La serie è girata a Milano, che descrivevi come una città dall’animo inafferrabile. In che senso? 

A Milano non ci sono i milanesi. Ha un’animo meraviglioso e difficile da afferrare perché a differenza di città che cambiano ogni sette, otto o dieci anni, Milano cambia in continuazione. Ogni volta torni e la trovi diversa.

Durante le riprese sei stato molto da solo in giro per la città.

Ho scelto di stare in una casa invece che in albergo per rimanere il più possibile da solo. Mi sono portato dietro il giubbotto di pelle e le scarpe di Luca Travaglia e qualche sera  sono andato in giro per Milano in solitudine per cercare di respirare un po’ quella sensazione di clandestinità che prova il mio personaggio. A Milano si può restare invisibile e per me non è un male.

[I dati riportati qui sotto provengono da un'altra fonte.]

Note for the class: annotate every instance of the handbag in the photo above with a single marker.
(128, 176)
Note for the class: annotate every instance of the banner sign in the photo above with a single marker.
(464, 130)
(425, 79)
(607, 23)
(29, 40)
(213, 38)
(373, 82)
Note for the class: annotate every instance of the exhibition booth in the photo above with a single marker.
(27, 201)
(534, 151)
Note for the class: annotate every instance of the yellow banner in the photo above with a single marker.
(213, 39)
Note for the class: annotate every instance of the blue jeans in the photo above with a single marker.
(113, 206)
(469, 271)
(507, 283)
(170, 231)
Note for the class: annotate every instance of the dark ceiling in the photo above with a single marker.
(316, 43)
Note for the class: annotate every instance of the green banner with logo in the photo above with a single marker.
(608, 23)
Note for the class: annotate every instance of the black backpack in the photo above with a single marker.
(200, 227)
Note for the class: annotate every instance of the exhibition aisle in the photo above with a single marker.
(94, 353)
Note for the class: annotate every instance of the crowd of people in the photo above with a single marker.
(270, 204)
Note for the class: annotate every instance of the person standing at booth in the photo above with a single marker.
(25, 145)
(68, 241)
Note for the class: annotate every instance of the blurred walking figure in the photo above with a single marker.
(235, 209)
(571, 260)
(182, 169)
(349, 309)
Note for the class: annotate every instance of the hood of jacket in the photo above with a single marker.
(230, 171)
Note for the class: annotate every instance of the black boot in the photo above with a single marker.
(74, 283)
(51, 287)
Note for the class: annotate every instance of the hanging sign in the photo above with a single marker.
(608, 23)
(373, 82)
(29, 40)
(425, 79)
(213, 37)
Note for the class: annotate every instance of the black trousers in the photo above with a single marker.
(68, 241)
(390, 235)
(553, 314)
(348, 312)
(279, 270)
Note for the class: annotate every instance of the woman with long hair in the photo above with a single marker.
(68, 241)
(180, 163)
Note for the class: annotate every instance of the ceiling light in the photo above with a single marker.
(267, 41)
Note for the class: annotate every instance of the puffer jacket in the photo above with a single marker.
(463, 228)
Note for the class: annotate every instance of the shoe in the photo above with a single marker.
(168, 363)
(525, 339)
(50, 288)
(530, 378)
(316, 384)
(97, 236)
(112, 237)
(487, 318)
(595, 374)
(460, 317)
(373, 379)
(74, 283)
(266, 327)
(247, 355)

Nella serie Luca Travaglia deve fronteggiare un forte dolore e lo fa provando ad aiutare gli altri. È un modo di fare che ti appartiene?

Penso che ci siano due modi per espiare un grande dolore o un danno ricevuto. Uno è chiudersi in sé stessi e odiare tutti creandosi una corazza, l’altro è mettere a disposizione il proprio dolore per gli altri, soprattutto se si ha una colpa da espiare come quella di Luca Travaglia. Quello che fa è riconoscere chi è come lui per dare supporto e aiutare. Io non ho mai vissuto la sua condizione psicologica però ci sono dei punti in comune tra di noi. Quando la gente mi ferma per strada sono sempre abbracci o pacche sulle spalle. Mi immaginano un po’ più mattacchione di quello che sono, merito delle commedie in cui ho recitato. Io in realtà sono abbastanza schivo e fuori da molte logiche del mio mondo.

Molti tuoi colleghi del mondo dello spettacolo condividono tanto della loro vita sui social.

Quello che sta sui social è Edoardo Leo, non Edoardo. Li uso come una vetrina per pubblicare le cose di lavoro e ogni tanto vado a leggere i commenti per capire se un film è penetrato nell'immaginario delle persone, se è piaciuto o no. La mia vita privata non è così interessante da essere condivisa, non credo sia così appassionante vedere dove vado in vacanza, cosa sto mangiando o quali calzini indosso. Spesso liberiamo i nostri pensieri sui social perché è più facile dire: “Abbasso la guerra” su Instagram invece che fare un film sulla guerra o scriverci una canzone per scuotere le coscienze. Gaber o Ettore Scola dovevano fare questa fatica per comunicare certi temi alle persone. Il pubblico, di conseguenza, doveva fare lo sforzo di cercare di capire cosa ci fosse dentro quelle opere. Oggi il messaggio di un’artista sembra un comunicato stampa. Non serve a niente scrivere: “Abbasso la guerra” sui social. Se sento l’esigenza di dire qualcosa lo devo fare con il mio mestiere.